Die Analyse von Lebens- und Erwerbsverläufen setzt die Arbeiten zu einer „Sozialberichterstattung im Längsschnitt“ fort, die in soeb 1 begannen und die bereits eine eigene Abteilung in soeb 2 bildeten. Der individuelle Lebensverlauf wird hier als zeitlich geordnete Chancenstruktur verstanden, die durch die Lebensverläufe anderer Personen und durch soziale Institutionen strukturiert wird und in der Lebensphasen und Übergangsereignisse einen inneren Zusammenhang bilden: günstige oder nachteilige Funktionen und Handlungsoptionen kumulieren im Lebensverlauf und können gesicherte oder prekäre Verlaufsmuster begründen. Die hier vorgeschlagenen Kapitel beobachten Teilhabeeffekte mittels bestehender Mikrodatensätze im Längsschnitt und entwickeln hierzu Indikatoren und Typisierungen. Der regulierte Arbeitsmarkt und der Wohlfahrtstaat der fordistischen Kapitalismusformation ermöglichte individuell planbare Lebensverläufe und wirkte zugleich standardisierend. Eine Leitfrage dieser Berichtsabteilung lautet daher: Wie hat sich im Umbruch des Produktions- und Sozialmodells das Verhältnis von Autonomie und institutioneller Prägung des Lebensverlaufs verändert? Wie weit ist die beobachtete Pluralisierung von Lebensverläufen Ergebnis von Individualisierung, d.h. eines Zuwachses frei zugänglicher Optionen der Lebensweise, und wo reproduzieren oder vertiefen lebensverlaufsrelevante bzw. lebensverlaufssensible Institutionen des Beschäftigungssystems und des Sozialstaats die sozialstrukturelle Ungleichheit der Optionen?

Die Arbeitswelt differenziert sich in vielfältige unterschiedliche Beschäftigungssysteme und Arbeitssituationen aus, in denen das Normalarbeitsverhältnis und die Normalerwerbsbio­grafie weiter den Erwartungshorizont vieler Beschäftigter prägen, jedoch als reales Muster neben andere treten.

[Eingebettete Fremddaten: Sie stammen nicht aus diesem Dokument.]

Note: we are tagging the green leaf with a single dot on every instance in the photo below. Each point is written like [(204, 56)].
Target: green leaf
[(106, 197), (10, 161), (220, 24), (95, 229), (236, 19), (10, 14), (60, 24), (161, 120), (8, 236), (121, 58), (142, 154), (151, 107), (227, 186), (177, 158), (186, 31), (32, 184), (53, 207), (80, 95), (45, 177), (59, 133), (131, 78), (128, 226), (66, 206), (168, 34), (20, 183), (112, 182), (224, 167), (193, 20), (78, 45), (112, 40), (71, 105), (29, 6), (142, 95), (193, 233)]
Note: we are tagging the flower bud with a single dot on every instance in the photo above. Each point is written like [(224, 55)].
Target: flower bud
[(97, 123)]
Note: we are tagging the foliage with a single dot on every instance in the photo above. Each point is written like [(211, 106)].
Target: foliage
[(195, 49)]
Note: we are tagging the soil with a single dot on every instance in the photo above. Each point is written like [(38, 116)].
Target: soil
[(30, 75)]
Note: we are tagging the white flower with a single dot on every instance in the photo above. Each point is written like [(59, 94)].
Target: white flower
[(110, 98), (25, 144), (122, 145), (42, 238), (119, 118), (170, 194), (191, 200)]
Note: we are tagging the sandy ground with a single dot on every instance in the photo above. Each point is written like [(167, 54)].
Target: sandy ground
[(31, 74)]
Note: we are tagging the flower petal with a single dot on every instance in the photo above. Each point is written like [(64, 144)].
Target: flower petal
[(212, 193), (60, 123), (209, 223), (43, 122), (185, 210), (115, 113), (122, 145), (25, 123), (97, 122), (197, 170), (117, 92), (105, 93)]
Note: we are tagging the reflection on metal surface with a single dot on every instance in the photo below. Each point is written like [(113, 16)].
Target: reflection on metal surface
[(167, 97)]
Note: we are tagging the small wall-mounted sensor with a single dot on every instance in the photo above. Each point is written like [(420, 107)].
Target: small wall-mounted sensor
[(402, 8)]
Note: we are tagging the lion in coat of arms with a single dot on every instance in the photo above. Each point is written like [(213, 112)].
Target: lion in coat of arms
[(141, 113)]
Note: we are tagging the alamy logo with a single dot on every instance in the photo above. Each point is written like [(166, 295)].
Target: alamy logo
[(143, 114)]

Dabei lässt sich allein von einem bestimmten Erwerbsstatus nicht mehr auf den Grad realisierter Teilhabe schließen; ob diskontinuierliche und atypische Beschäftigung in die „Zone der Prekarität“ führen, entscheidet sich erst in der Betrachtung längerer Verlaufsmuster (ebenso muss der Haushaltskontext berücksichtigt werden, vgl. Kapitel 14).

Arbeitspaket 04

Das Arbeitspaket 4 „Arbeitszeit“ (Forschungsteam Internationaler Arbeitsmarkt, FIA) soll die gewandelte Rolle der Arbeitszeit für die Regulierung von Arbeit, Einkommen und persönlicher Lebensführung nachzeichnen. Da Zeit als Maß aller Teilhabeaktivitäten von grundlegender Bedeutung für den sozioökonomischen Berichtsansatz ist und Arbeitszeiten Taktgeber für die nicht erwerbsgebundenen Aktivitäten der Wohlfahrtsproduktion sind, erhält die Analyse ihrer Dauer, Lage und Verteilung im Bericht gleiches Gewicht wie die Analyse der Einkommens- und Vermögensverteilung. Arbeitszeiten haben sich durch betriebliche und tarifliche Flexibilisierungsstrategien ausdifferenziert; sie dienen bei vielen abhängig Beschäftigten nicht mehr als Maßstab für das Entgelt, und für eine wachsende Gruppe von Erwerbstätigen wird eine präzise Abgrenzung von Arbeitszeit und Nichtarbeitszeit schwieriger. Unter diesen Bedingungen kann Arbeitszeitberichterstattung nicht mehr auf Durchschnittswerte abstellen; sie muss darstellen, wie allgemeine Entwicklungstrends verschiedene Beschäftigtengruppen unterschiedlich betreffen.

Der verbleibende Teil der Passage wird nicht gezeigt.